I started my job as OAT Safeguarding Manager in August 2020. Over my years in education, I’ve worked in a variety of roles.
This included teaching RE, PSHE, History and English in both secondary and middle schools across the north of England, as well as being a Special Educational Needs Coordinator (SENCo).
I’ve also worked in Cumbria as an assistant headteacher for Inclusion and Wellbeing. Prior to working at OAT, I’d been in Malaysia working at an all-through Early Years to Sixth Form international school teaching IGCSE English, managing provision for those children with barriers to learning and leading on safeguarding and health and safety. I was extremely happy in Malaysia and only an exceptional role, such as this one, would have tempted me back to the UK. Starting at OAT in the midst of a lot of uncertainty has really proven to me that I made the right decision coming here.

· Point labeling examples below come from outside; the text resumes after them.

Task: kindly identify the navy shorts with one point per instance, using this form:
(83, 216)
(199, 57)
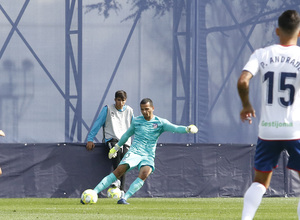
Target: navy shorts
(268, 152)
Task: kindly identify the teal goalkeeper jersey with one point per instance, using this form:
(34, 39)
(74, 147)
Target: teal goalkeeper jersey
(146, 134)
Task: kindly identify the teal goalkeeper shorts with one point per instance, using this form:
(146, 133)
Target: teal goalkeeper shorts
(134, 160)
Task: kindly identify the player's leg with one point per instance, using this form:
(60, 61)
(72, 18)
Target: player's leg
(266, 157)
(122, 178)
(293, 148)
(144, 172)
(254, 194)
(109, 179)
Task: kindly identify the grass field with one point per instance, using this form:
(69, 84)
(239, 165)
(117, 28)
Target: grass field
(145, 208)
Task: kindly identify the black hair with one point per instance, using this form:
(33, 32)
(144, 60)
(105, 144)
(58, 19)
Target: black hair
(289, 21)
(121, 94)
(146, 100)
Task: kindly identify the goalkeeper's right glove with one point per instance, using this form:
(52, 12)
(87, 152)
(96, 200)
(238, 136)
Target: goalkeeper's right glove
(192, 129)
(113, 151)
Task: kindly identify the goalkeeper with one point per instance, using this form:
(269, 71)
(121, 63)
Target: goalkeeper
(146, 130)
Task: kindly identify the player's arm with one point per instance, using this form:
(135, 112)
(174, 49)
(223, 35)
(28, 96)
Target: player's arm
(243, 89)
(113, 151)
(96, 127)
(168, 126)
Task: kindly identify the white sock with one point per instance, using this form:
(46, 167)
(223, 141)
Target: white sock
(252, 200)
(298, 210)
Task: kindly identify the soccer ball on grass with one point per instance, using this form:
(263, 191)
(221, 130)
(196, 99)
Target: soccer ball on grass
(89, 196)
(114, 192)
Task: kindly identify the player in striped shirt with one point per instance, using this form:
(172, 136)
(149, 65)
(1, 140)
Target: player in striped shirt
(146, 130)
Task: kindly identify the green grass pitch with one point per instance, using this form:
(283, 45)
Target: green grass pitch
(144, 208)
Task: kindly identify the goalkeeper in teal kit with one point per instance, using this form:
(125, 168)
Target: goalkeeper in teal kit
(146, 130)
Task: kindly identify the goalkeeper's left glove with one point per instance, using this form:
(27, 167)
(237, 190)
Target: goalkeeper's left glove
(113, 151)
(192, 129)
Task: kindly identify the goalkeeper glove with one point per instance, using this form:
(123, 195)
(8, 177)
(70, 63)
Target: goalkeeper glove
(113, 151)
(192, 129)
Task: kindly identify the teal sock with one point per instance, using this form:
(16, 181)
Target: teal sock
(134, 187)
(105, 182)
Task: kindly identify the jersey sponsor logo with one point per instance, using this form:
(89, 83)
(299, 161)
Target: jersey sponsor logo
(276, 124)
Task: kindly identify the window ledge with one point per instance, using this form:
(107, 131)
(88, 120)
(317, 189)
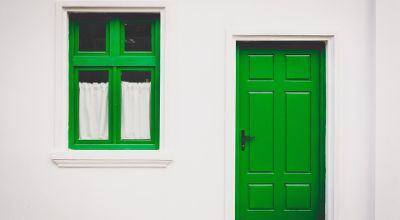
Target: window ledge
(111, 159)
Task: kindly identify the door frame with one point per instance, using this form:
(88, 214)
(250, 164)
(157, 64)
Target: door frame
(232, 37)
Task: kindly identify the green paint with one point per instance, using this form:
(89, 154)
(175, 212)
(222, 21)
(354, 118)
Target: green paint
(114, 60)
(280, 101)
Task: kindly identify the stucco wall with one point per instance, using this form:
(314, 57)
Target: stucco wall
(387, 109)
(32, 187)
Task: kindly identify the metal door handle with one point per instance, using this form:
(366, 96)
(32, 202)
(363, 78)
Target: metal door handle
(244, 138)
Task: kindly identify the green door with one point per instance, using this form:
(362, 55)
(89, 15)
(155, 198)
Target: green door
(280, 163)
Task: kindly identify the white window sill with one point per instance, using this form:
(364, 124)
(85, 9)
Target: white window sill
(111, 159)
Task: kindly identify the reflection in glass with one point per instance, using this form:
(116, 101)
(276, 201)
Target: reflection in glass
(92, 36)
(137, 36)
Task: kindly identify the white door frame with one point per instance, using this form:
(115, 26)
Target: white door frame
(230, 112)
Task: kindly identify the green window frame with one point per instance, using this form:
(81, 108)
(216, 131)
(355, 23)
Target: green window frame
(114, 59)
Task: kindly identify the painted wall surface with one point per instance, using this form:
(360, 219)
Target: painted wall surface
(32, 187)
(387, 110)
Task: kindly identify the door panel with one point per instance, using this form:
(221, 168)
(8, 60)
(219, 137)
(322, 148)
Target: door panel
(281, 102)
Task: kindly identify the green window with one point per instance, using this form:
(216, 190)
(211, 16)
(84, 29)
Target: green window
(114, 81)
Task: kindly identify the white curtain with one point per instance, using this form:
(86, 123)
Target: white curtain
(135, 110)
(93, 111)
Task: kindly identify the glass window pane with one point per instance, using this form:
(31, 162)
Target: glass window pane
(135, 105)
(92, 35)
(93, 105)
(137, 36)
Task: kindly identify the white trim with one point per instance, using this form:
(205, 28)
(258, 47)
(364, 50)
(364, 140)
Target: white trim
(65, 157)
(230, 108)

While it has been strange meeting people for the first time over Teams, everyone has been incredibly friendly and helpful, really making me feel welcome, and it’s shown me that OAT is a great place to work.

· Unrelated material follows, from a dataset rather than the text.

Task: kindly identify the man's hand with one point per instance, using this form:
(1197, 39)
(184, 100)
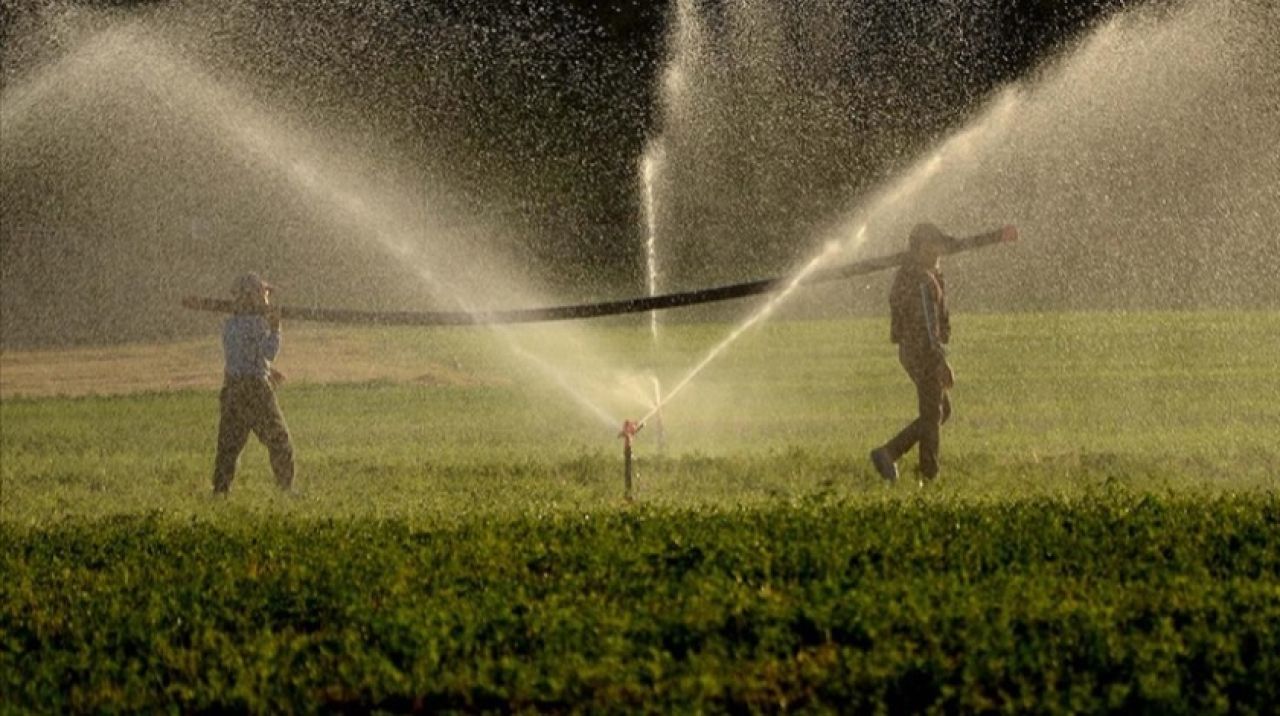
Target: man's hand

I really take pride in my role, because nothing is more important than ensuring children are healthy, happy and safe, and therefore able to learn and achieve the best outcomes. This view is held across the Trust, with safeguarding placed as the top priority within the OAT 8 priorities.
I’m pleased to work for an organisation that recognises its duty to the children in our care, not only to keep them safe from harm but to actively promote their health and wellbeing. The Trust understands that safeguarding touches everything we do, not exclusively in schools, but through our HR functions, IT and Estates, Health and Safety and much more, and it is becoming the ‘golden thread’ running through our work. In my position as OAT Safeguarding Manager, I support all the Designated Safeguarding Leads (DSLs) across the academies.
The role of a DSL is one of the most challenging in a school. On a day-today basis DSLs and their teams are dealing with what can be extremely distressing cases, while trying to develop preventative strategies, ensure compliance, develop a safeguarding culture and, as they are also senior leaders, support the principal in running the school as well as teach. In our smaller schools the principal is the DSL. They are an extremely resilient group of professionals and often their work goes unseen.
Since starting at OAT I have been working hard to build strong professional relationships with all 40 DSLs and their teams, putting in place half-termly one-to-one meetings, termly network meetings and providing daily ‘drop in’ sessions (all done remotely via Teams). I was fortunate enough, before lockdown, to be able to visit ten of our academies to carry out safeguarding reviews and my plan is to visit all schools by the end of the academic year.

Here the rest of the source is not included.